The following synopsis of the theory of transformative technology (Michael Heim's name for this theory) is taken from my article "Oral Knowledge, Typographic Knowledge, Electronic Knowledge: Reflections on the History of Ownership."
Our conventional response to all media, namely that it is how they are used that counts, is the numb stance of the technological idiot. For the "content" of a medium is like the juicy piece of meat carried by the burglar to distract the watchdog of the mind.
(Understanding Media 18)
To avoid that numbness, we must refocus our attention on the ways in which the technological characteristics of the medium itself reshape our lives not just by giving us new tools to play with but by reshaping our consciousness on a fundamental and subliminal level.

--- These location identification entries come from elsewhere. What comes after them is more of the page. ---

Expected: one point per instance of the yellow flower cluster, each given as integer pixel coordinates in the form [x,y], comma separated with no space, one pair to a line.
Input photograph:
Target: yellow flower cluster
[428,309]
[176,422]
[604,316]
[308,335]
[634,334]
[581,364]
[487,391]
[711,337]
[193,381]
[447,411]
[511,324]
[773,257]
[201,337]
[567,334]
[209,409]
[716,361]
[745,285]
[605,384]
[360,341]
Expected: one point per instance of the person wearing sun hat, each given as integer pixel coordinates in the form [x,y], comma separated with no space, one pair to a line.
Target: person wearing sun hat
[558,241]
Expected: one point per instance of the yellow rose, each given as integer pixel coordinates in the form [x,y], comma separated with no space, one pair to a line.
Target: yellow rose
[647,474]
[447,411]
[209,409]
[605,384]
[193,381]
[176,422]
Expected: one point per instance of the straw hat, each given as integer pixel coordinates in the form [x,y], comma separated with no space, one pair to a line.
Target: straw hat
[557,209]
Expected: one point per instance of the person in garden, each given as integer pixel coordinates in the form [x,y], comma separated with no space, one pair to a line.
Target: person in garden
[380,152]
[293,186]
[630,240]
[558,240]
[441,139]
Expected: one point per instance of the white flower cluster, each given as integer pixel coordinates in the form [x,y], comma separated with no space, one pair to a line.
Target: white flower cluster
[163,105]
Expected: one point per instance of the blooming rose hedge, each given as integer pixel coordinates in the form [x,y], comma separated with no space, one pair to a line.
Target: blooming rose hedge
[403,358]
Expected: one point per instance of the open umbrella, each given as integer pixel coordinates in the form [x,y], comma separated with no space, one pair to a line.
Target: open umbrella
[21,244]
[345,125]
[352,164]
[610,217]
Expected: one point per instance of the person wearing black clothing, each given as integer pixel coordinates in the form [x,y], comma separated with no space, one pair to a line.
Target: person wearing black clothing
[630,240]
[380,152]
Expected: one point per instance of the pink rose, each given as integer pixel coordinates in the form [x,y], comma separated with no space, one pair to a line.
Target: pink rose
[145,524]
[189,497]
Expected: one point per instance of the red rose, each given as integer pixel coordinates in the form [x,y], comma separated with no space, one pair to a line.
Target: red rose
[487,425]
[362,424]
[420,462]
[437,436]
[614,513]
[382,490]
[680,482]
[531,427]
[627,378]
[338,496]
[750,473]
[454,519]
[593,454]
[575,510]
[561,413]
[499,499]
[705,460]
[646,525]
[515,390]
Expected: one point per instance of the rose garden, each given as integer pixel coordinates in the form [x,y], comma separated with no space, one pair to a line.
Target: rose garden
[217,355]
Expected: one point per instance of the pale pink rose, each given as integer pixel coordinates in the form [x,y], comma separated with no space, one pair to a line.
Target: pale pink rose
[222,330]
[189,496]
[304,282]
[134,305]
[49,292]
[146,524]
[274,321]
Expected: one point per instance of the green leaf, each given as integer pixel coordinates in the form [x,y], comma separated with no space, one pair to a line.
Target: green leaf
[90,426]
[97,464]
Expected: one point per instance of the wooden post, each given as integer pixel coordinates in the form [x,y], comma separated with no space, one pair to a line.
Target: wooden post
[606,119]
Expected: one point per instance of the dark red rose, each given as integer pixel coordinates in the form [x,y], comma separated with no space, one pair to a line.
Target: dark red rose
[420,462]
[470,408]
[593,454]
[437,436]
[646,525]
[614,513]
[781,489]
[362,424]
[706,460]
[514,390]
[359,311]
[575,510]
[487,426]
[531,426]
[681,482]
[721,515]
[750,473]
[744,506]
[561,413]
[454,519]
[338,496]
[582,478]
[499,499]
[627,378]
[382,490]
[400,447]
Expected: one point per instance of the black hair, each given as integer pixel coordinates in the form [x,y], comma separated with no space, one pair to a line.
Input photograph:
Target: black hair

In Orality and Literacy (1982), Walter Ong builds on McLuhan's general philosophy, plus anthropological research on the development of oral societies, in order to explain the dramatic changes in society that came about with the advent of literacy. Ong argues that the shift from oral to literate culture in about the fifth century B.C. did more than change patterns of art, politics and commerce. It enabled a profound shift in human conscious, bringing about the linear, abstract forms of Western logic that we take for granted today but which were simply unthinkable without literacy as a means of preserving complicated original thought.
What makes transformation theory a particularly powerful tool for speculating on the impact of computers is that the information revolution intuitively feels like a third stage in this process, a revolution as great as the shift from orality to literacy. Admittedly, Heim warns severely against extending the transformation theory developed to deal with the first revolution and facilely using it to predict the outcome of the second:
Because it is anchored in the difference between orality and literacy, the transformation theory is unsuited for an investigation of word processing. Constant reference to the emergence of literacy distorts the phenomenon by reducing the emergence of word processing to a new kind of literacy. The use of the metaphor from print culture is understandable when we are confronted by the profound novelty of digital writing. But if we lose sight of the weakness of the metaphor, we shall pass right by the phenomenon in our anxiety to treat it easily in a familiar, conventionally manageable way.
(Electric Language 113)
Heim's warning is well taken; the second shift is neither simply an extension, nor simply a reversal (despite what I am about to argue) of the first. Yet if historical study is to be justified on any grounds other than idle curiosity, it surely must be on the grounds that we can learn something about the present and future by extrapolating from the past. The important caveat is that we must not depend only on a metaphor. To the extent that we see echoes of the first communications revolution in the second, we must be careful to use the metaphor of the first transformation only as a means of generating suggestive possibilities.
[End of self-quotation]
All social-technological formations like print or computers provide what Kenneth Burke has called "terministic screens" and what others call an ideology: a definition of what exists; an account of what things are good, beautiful, and worthy of our attention; and a set of implications about what scope of human action is possible. In short, all technologies of writing offer ontologies, aesthetics, and politics: all three constitute sites for contesting meanings and control.
("E-literacies")
Transformation theory helps us speculate on the future by interrogating the past. In this way it tell us much about the rhetoric of hypertext and thereby help us understand how our role as teachers may unfold.